05 · The Frontier

NVFP4 & microscaling formats NVFP4

Every generation of GPU buys speed the same cheap way: by moving fewer bits. FP32 gave way to FP16, FP16 to BF16, BF16 to FP8, and each halving of the numbers roughly doubled the tensor-core throughput the silicon could hand you for the same die area and the same watts. Blackwell takes the next step down, and it is a strange one. The format is called NVFP4, and it is a four-bit floating-point number. Four bits. Sixteen possible values.
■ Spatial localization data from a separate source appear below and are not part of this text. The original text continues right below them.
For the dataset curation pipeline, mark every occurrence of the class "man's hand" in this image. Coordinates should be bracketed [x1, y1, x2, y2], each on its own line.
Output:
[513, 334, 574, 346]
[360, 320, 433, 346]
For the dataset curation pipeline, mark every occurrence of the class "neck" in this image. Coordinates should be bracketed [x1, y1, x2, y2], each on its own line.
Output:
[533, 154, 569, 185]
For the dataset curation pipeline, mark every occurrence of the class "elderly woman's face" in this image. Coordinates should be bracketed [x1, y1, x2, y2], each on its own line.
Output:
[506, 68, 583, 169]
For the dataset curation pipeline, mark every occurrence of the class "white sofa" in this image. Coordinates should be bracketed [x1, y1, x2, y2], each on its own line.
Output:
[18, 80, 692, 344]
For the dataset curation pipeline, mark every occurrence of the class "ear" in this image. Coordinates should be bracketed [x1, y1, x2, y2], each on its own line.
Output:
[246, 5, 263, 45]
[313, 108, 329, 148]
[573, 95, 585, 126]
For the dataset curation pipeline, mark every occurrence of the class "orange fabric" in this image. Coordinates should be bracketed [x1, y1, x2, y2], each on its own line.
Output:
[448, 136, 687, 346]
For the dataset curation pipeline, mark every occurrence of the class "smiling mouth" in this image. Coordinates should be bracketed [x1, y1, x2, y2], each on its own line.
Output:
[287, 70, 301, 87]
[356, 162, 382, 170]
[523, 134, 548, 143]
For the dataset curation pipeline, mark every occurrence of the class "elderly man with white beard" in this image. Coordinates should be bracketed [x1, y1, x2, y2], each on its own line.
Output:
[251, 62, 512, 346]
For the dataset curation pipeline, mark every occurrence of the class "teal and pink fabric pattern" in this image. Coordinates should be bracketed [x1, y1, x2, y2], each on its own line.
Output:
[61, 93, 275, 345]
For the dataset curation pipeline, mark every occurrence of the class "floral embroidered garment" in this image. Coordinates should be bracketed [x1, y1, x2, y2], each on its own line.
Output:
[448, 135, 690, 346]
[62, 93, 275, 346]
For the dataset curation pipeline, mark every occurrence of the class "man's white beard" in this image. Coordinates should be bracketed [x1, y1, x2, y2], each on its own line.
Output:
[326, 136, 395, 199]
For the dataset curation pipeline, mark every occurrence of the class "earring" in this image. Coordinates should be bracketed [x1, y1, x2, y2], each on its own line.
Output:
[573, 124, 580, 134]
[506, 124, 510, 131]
On its own it cannot represent the weights of a neural network at all — not even close.

So before we write a single line of kernel code, we have to answer the question this whole article is built around: how can a number so coarse it can't store your data possibly make anything faster — and what does the kernel have to do to cash in that speed? The short answer is that NVFP4 never works alone. It is a microscaling format, and once you see the trick, the rest of the article is one long worklog watching a real kernel climb from 2000 microseconds down to 22.3 — a 90× improvement — with almost none of it coming from where a beginner would guess.1¹ The worklog this article rebuilds is Yue Zhang's Blackwell NVFP4 kernel hackathon journey (2025). The numbers, the intrinsic names, and the ordering of the wins are all from that writeup; the voice, the by-hand math, and the figures are ours.
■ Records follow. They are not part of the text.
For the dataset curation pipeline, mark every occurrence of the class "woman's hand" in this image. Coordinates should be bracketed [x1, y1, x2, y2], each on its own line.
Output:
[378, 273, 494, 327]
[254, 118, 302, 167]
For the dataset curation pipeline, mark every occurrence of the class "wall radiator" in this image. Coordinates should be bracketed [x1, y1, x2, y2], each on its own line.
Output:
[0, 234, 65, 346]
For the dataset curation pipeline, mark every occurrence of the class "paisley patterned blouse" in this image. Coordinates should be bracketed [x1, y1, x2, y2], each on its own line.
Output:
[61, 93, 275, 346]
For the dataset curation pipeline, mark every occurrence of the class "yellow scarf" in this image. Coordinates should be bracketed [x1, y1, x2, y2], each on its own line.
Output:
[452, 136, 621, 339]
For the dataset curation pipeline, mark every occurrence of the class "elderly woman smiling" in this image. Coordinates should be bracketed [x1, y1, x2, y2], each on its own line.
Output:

I'll build the whole thing from scratch. If you've never touched a low-precision format, start here — you'll keep up.

First, what does "four bits" even mean?

Let's not hand-wave. A normal 32-bit float has 1 sign bit, 8 exponent bits, and 23 mantissa bits. The exponent sets the scale of the number (is it near 0.001 or near 1000?), and the mantissa fills in the detail within that scale. Drop to 16 bits and you keep the idea but shrink the parts. Drop to 8 bits (FP8, the e4m3 layout) and you have 1 sign, 4 exponent, 3 mantissa — already so coarse that people quantize carefully.

Now drop to four bits. NVFP4 uses the layout e2m1: 1 sign bit, 2 exponent bits, 1 mantissa bit. Two exponent bits give you four gross scales; one mantissa bit gives you exactly two rungs inside each scale. Add the sign and you get roughly sixteen distinct values, spaced logarithmically, and the largest magnitude they reach is about 6.

Sit with how tiny that is. Your entire number line is {0, ±0.5, ±1, ±1.5, ±2, ±3, ±4, ±6} and a couple of near-zero rungs. If a layer's weights range from -0.02 to 0.31, every one of them rounds to almost the same coarse bucket. You have thrown the data away. This is the surprise we have to resolve: a format this crude is obviously useless — and yet Blackwell's fastest matmuls run on it in production. Something is missing from the picture.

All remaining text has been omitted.